The Victoria and Albert Museum (V&A) announced last week plans for a new photography centre that will house the museum’s collection following the controversial decision to transfer 270,000 photographs from the National Media Museum in Bradford to the London-based institution.
The museum’s curatorial team will also organise touring exhibitions of the collection, alongside an existing programme of UK and international loans. A museum spokeswoman says that the “photographs will be available for loan and the photography curators will be working with both UK regional museums and venues abroad to develop exhibitions in dialogue with venues’ collections”.
Under the landmark agreement announced in February last year between the V&A and the Science Museum Group, which runs the National Media Museum, the collection of the Royal Photographic Society (RPS) in Bradford will join the existing collection of 500,000 photographs at the V&A. More than 26,000 publications and 6,000 pieces of camera-related equipment in the RPS collection, which was founded in 1853, will also be transferred to the V&A where the holdings will be digitised.
The V&A plans to reconfigure the north-east quarter of the museum, doubling its current photography display area to accommodate the new centre. The first phase of the project will open autumn next year under the FuturePlan development scheme; a library, studio and darkroom will be added in phase two.
Martin Barnes, the senior curator of photographs at the V&A, says in a statement: “The V&A’s Photography Centre will be one of the few places in the world where a chronological history of the medium illustrated with original photographs, equipment and archive material can always be seen.”
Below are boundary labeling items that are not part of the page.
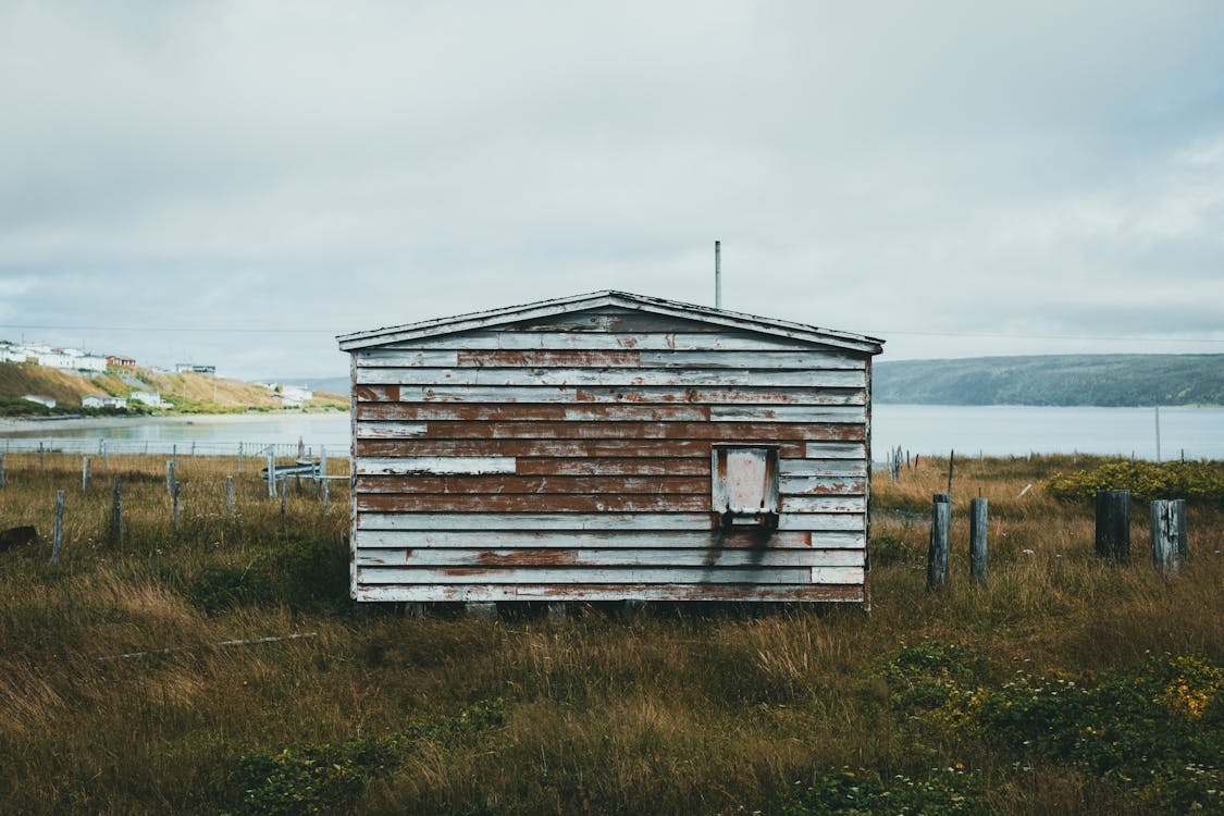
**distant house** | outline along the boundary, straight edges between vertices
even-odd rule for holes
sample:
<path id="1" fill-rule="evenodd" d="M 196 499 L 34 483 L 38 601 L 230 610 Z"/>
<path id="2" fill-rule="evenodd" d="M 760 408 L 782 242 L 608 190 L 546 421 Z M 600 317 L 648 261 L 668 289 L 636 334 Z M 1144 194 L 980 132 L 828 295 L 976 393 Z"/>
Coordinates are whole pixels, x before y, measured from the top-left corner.
<path id="1" fill-rule="evenodd" d="M 168 407 L 169 404 L 162 399 L 162 395 L 157 391 L 132 391 L 129 395 L 133 402 L 141 402 L 142 405 L 148 405 L 149 407 Z"/>
<path id="2" fill-rule="evenodd" d="M 127 400 L 122 396 L 109 396 L 105 394 L 89 394 L 81 400 L 82 407 L 127 407 Z"/>
<path id="3" fill-rule="evenodd" d="M 315 391 L 305 385 L 282 385 L 280 401 L 289 407 L 297 407 L 307 400 L 315 399 Z"/>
Opponents of the transfer project included the photographer Martin Parr and the artist David Hockney who signed a letter to the Guardian last year saying that the move stripped Bradford of a major cultural resource. Parr tells The Art Newspaper: “My main concern now is the fate of the collections that still remains in Bradford, such as the Tony Ray-Jones archive, and other works that were given or sold to Bradford, that have local or northern connections.”